I called Nam again. I drenched my shirt again. I stood cursing under the sun again. I tried to push my car into shade again but it was uphill, so I gave up and contented myself by just pushing it off the road, in front of a student dormitory entrance. Nam and her friend came again. I found a tow point under the back of her Toyota Fortuner SUV and asked if she wouldn’t mind towing me to the garage. She said she hadn’t done it before, and I told just to drive very slow. I pulled the steel tow cable from my trunk and tried starting my car one last time again. The engine roared back to life again. I headed for the garage again, and got there this time. I left the car with the mechanic, tools and all, and told him what had happened.
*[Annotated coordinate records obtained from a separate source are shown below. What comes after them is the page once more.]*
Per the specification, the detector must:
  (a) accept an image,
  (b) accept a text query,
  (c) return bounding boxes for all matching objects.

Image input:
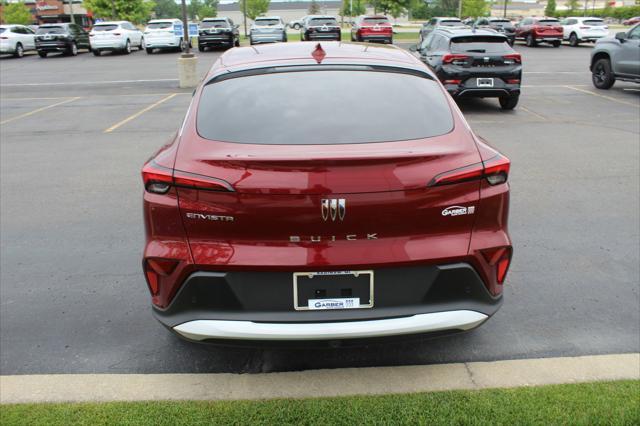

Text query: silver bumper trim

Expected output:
[173,310,489,340]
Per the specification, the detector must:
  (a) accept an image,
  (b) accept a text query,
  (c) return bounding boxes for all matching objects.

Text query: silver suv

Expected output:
[589,24,640,90]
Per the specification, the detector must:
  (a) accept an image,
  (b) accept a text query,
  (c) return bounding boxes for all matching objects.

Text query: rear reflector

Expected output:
[427,154,511,186]
[142,161,233,194]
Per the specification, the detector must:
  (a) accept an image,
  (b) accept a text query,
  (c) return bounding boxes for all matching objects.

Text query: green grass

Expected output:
[0,381,640,426]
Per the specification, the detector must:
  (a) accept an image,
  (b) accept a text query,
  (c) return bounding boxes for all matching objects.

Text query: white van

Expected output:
[144,19,182,53]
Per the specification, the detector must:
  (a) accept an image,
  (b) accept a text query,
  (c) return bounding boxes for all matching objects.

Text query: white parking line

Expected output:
[0,353,640,404]
[104,93,176,133]
[564,86,640,108]
[0,97,80,124]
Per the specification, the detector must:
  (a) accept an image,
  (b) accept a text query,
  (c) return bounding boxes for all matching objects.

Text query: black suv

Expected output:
[411,28,522,109]
[36,23,91,58]
[475,17,516,46]
[300,16,341,41]
[198,17,240,52]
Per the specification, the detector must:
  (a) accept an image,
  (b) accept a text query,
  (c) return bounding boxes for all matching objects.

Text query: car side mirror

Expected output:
[616,31,627,43]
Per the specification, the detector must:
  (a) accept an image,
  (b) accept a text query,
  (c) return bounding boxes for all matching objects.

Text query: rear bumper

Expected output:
[153,263,502,341]
[174,310,489,341]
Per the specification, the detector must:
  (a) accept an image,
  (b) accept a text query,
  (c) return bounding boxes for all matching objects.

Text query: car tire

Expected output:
[569,33,580,47]
[591,58,616,90]
[13,43,24,58]
[498,95,520,111]
[526,34,536,47]
[67,41,78,56]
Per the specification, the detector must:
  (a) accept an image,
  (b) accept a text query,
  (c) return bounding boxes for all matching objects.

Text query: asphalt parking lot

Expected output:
[0,45,640,375]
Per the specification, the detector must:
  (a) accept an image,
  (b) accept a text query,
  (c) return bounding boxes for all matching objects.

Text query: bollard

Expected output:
[178,53,198,89]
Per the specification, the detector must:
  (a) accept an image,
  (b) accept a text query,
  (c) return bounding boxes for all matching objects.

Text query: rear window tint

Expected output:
[309,18,338,25]
[36,27,67,34]
[197,70,453,145]
[93,25,118,31]
[200,19,229,28]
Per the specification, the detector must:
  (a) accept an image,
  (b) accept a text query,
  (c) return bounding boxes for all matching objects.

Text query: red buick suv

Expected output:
[142,42,512,342]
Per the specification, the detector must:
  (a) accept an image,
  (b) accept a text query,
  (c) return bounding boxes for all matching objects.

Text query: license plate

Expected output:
[476,78,493,87]
[293,271,374,311]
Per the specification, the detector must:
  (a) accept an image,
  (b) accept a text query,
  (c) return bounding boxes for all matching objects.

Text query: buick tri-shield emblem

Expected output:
[321,198,347,222]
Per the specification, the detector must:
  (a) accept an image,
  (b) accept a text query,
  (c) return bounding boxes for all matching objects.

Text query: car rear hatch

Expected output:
[175,66,480,267]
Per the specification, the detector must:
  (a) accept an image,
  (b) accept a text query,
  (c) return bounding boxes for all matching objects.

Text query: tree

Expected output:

He told me he thought it was the fuel pump. I said I thought it was a fuel filter.
Nam and her friend were late for work and my university was in the opposite direction, so they took off and I waited for a yellow songtaew (public transportation; a pickup truck with two covered benches on the back) to come by. I got bored waiting for one to come, so I started walking down the highway in the direction of the university. It was already about 95° outside, and the sun was beating down on me. My shirt now just felt like paste covering my body. I waited and waited for a songtaew to come… Along this particular stretch of highway, called the bypass, there is no sizable shade to be seen in either direction. Home was only ten minutes walk away. I started to think that I should go home and get my scooter to go to work… But then I remembered the rear tire was flat and that two bicycle pumps in a row had failed and were unusable. The thought of this – how all things transportation-related were fucking me this very day – made me insanely angry in the hot hot sun, and I realized I was close to having a meltdown. At that moment, a yellow songtaew appeared at the intersection I had walked from, and I waved it down.
After work, we went to pick up the Crown and the mechanic said he couldn’t find any real problems except that it was low on gas, and the fuel filter was kinda blocked with something. He wouldn’t accept payment, except for the gas he put in. I told him I’d drive around and check it out.
Today, at least, the Crown felt normal again, which is great. The trick is going to be keeping her dependably normal.